Wovon hängt es eigentlich bei kleinen Kindern ab, wie gut sie durch die Krise kommen? Ein ein- oder zweijähriges Kind vermisst noch nicht primär seine Freunde. Es ist bindungsorientiert auf die Erwachsenen. Das einzige, was Eltern von ganz kleinen Kindern tun müssen, ist dafür zu sorgen, dass sie selbst die Situation einigermaßen entspannt auf die Reihe kriegen. Dafür spielen die Vereinbarkeit von Beruf und Betreuung und die finanzielle Situation eine riesige Rolle.

Ganz wichtig: Es ist nach zwei Jahren Pandemie echt keine Schwäche, wenn einem das Ganze zu viel wird und man Unterstützung braucht. Erziehungsberatungsstellen, Kinderschutzbund und Kinderjugendschutz haben vielerorts ihr Angebot stark ausgebaut, und wenn es für einen entlastenden Anruf ist, wo man mal mit einem Menschen besprechen kann, dass einem gerade die Decke auf den Kopf fällt.

Kreative Tätigkeiten und Spiele bringen Abwechslung in den Alltag.
Kreative Tätigkeiten und Spiele bringen Abwechslung in den Alltag. (Foto: NDAB Creativity/Shutterstock)

Keine zu große Panik vor Corona verbreiten

Und was können Eltern für größere Kinder tun, falls Kita, Schule und Verein wieder als Treffpunkt wegfallen?

Baumann: Bei Kindern im Kindergarten- und Grundschulalter können Eltern einiges kompensieren, indem sie Kontaktmöglichkeiten schaffen. Das heißt, sich zum Beispiel mit ein oder zwei Familien zu verabreden, unsere Kinder haben untereinander direkten Kontakt, schränken aber sonst ihre Kontakte nach außen ein.

Für Teenager ist es am schwersten, weil für sie der Kontakt mit Gleichaltrigen in Gruppen so wichtig ist. Eigentlich wäre es als Gesellschaft sehr sinnvoll zu sagen, 13- bis 25-Jährige dürfen sich mit mehr Leuten treffen, dafür müssen alle anderen jetzt aber mal auf weniger runter. Weil die das wirklich am dringendsten brauchen. Da möchte ich auch die Vereine ermutigen, dass sie Gelegenheiten für sichere Gruppenerfahrungen gerade für diese Altersgruppe offensiver ermöglichen und einfordern.

Eltern sollten unbedingt versuchen, selbst nicht in Panik zu geraten, weder im Sinne von "Hilfe, jetzt werden alle Kinder psychisch krank", noch sollten sie zu große Panik vor Corona als Krankheit verstreuen.
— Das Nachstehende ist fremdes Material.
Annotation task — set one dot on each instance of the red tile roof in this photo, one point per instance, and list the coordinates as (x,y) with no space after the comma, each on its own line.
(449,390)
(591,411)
Besser mit den Kindern offen und ehrlich darüber reden: Das ist eine beschissene Situation für uns alle, aber wir ziehen das zusammen durch.

Menno Baumann beschäftigt sich als Professor für Intensivpädagogik mit besonders herausfordernden Kindern, Jugendlichen und Familien sowie den für sie entwickelten Unterstützungssystemen.